Result: key.pem (PKCS#1 or PKCS#8 PRIVATE KEY in PEM).

2. Extract full certificate chain from PFX

# 2.1 Extract end‑entity (leaf) certificate only
openssl pkcs12 -in certificate.pfx -clcerts -nokeys -out cert.pem

# 2.2 Extract all CA certificates (intermediate + root)
openssl pkcs12 -in certificate.pfx -cacerts -nokeys -out ca-chain.pem

# 2.3 Build ordered full chain: leaf first, then intermediates, then root
cat cert.pem ca-chain.pem > cert-chain.pem

Result: cert-chain.pem contains the full chain suitable for most uses.

3. (Optional) Convert PEM to DER

Forcepoint SMC imports private key and certificate in PEM, but if you need DER versions for other systems you can generate them here.

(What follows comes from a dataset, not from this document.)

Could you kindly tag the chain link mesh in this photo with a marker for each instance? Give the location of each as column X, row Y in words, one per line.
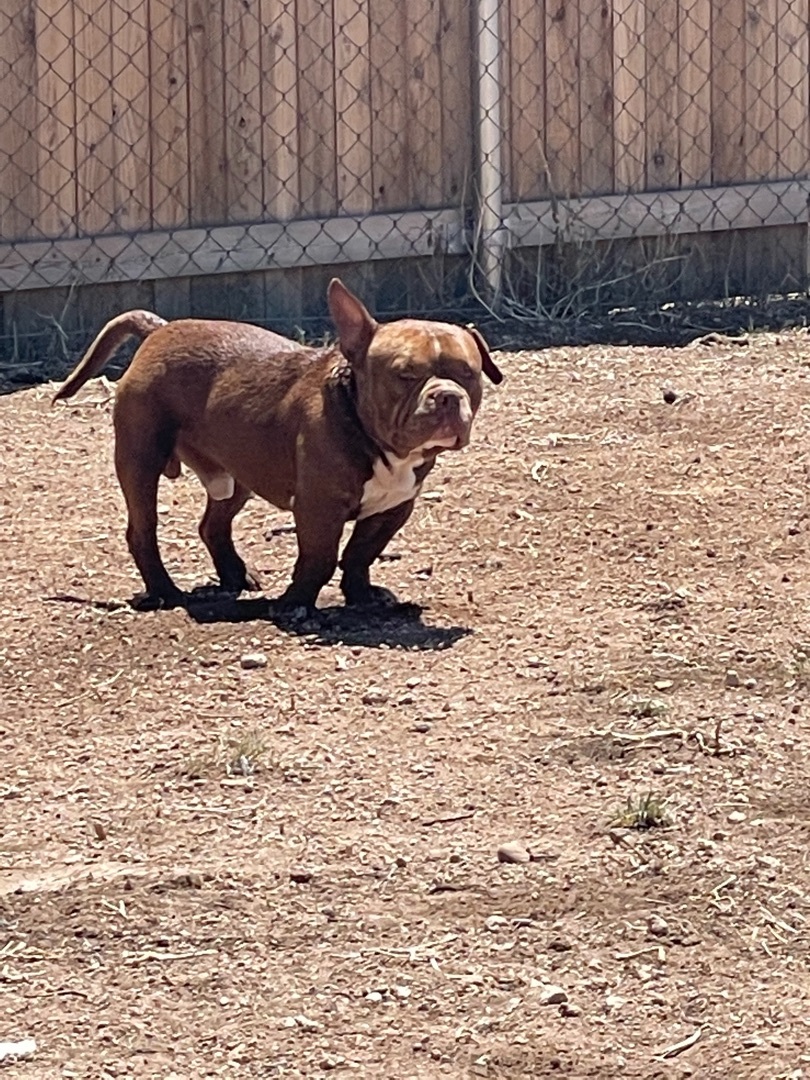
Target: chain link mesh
column 194, row 156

3.1 Convert private key to DER

openssl pkcs8 -topk8 -inform PEM -outform DER -in key.pem -out key.der -nocrypt

3.2 Convert leaf certificate to DER

openssl x509 -in cert.pem -outform DER -out cert.der

3.3 Convert full chain to DER (per certificate)

# Split chain into individual PEM files if needed, then:
openssl x509 -in intermediate1.pem -outform DER -out intermediate1.der
openssl x509 -in intermediate2.pem -outform DER -out intermediate2.der
openssl x509 -in root.pem         -outform DER -out root.der

Note: There is no single “multi-cert” DER container; convert each certificate individually.

4. Prepare files for Forcepoint SMC import

Forcepoint SMC expects PEM for private key and certificate when you use Import Private Key / TLS Credentials.

You should have at minimum:

  • key.pem – unencrypted private key (PEM)
  • cert.pem – end‑entity certificate (PEM)
  • ca-chain.pem or split into intermediate1.pem, intermediate2.pem, root.pem (PEM)

Optionally, you can keep cert-chain.pem (leaf + full chain) and use it where a bundle is required.

5. Import into Forcepoint SMC (TLS Credentials)

  1. Open the Management Client.
  2. Go to Configuration → Administration → Certificates → TLS Credentials.
  3. Right‑click TLS CredentialsImport Private Key.
  4. In the dialog:
    • Name: set a descriptive name (for example, fw-mgmt-tls).
    • Private Key: click Import and select key.pem.
    • Certificate: click Import and select cert.pem or cert-chain.pem.
    • Intermediate/CA certificates: if required, import the content of ca-chain.pem (or individual CA PEMs) in the intermediate / trusted CA sections.
  5. Save the configuration and deploy to the relevant engines.

6. Verification commands

# Check that key and certificate match
openssl rsa  -in key.pem  -noout -modulus | openssl md5
openssl x509 -in cert.pem -noout -modulus | openssl md5

# Inspect resulting chain
openssl crl2pkcs7 -nocrl -certfile cert-chain.pem |   openssl pkcs7 -print_certs -text -noout

Matching hashes from the first two commands confirm the private key and certificate belong together.